Everyone on the Team

Ki Tavo By :  Craig Scheff Adjunct Lecturer of Professional and Pastoral Skills Posted On Sep 23, 2016 / 5776 | דבר אחר | A Different Perspective
Everyone on the team, from the manager to the coach, from a secretary to an owner, has a role to fulfill. That role is valuable if the team is to come close to reaching its potential. The leader must understand this. Every single member of your team needs to feel wanted and appreciated. If they are on the team, they deserve to be valued and to feel valued. Do you want someone on the team who doesn’t feel necessary and appreciated? How do they find out unless you let them know?
—John Wooden and Steve Jamison, Wooden: A Lifetime of Observations and Reflections On and Off the Court

John Wooden is widely considered to have been one of the best basketball coaches of all time, certainly so at the college level.
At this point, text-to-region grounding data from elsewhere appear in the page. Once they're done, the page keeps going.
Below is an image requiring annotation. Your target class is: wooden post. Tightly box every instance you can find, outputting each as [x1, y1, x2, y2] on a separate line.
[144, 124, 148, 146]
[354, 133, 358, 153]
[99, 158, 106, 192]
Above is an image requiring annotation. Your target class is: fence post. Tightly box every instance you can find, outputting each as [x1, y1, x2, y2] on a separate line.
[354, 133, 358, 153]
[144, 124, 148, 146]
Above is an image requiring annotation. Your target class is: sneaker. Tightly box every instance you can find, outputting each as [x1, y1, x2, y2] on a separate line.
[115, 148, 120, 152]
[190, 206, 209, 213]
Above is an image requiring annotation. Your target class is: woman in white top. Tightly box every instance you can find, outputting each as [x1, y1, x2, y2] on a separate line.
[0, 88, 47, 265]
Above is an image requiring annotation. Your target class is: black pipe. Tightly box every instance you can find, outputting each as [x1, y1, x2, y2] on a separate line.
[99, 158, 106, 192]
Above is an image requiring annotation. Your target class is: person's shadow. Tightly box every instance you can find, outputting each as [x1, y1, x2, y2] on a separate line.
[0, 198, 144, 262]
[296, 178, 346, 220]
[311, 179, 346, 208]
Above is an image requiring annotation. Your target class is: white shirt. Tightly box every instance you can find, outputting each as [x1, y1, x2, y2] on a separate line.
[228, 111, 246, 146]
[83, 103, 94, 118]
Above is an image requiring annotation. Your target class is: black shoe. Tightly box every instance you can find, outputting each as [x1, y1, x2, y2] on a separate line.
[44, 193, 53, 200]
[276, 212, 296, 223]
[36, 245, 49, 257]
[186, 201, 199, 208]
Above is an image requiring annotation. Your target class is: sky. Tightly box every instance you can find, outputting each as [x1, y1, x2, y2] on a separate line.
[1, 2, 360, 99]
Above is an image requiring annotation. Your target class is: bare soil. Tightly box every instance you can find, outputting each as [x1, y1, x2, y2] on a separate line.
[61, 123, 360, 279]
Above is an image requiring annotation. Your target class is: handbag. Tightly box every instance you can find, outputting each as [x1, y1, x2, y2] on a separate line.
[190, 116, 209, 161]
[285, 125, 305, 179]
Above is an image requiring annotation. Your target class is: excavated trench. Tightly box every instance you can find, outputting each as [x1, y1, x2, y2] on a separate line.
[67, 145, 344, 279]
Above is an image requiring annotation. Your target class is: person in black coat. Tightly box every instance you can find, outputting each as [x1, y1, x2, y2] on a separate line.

As a teacher, he is best remembered for his accessible manner. His understanding of psychology, motivation, and organizational behavior enabled him to teach life in the same breath as he did sports.

Life’s players, he teaches, need to know that participation in the communal effort is valued. Whether we are at the center of the action or on the bench, we need to know we’re contributing to the team’s history, development, and success. If our efforts feel validated, that ultimately benefits the team.

The ceremony of first fruits in Ki Tavo is presented as a thanksgiving for God’s benefit (Deut. 26:1-11). The Master Coach, however, seizes the opportunity to give everyone on Team Israel a moment to shine. Every player fulfills the obligation of showing up by bringing the basket of first fruits to the place-to-be-named-later. We follow the playbook,reciting the same formula that the rest of the team has practiced. And we all get meaningful minutes on the Divine court. The moment is ultimately an empowering one. Every player on the team participates equally. Every player is part of the narrative, sharing in the origins of the team’s history. Every player gets credit for having contributed to the team’s accomplishments.

As each individual Israelite gets the chance to highlight his or her contribution to the communal effort, a sense of pride, ownership, allegiance, and interdependence is fostered within the community. That is a winning formula for any team.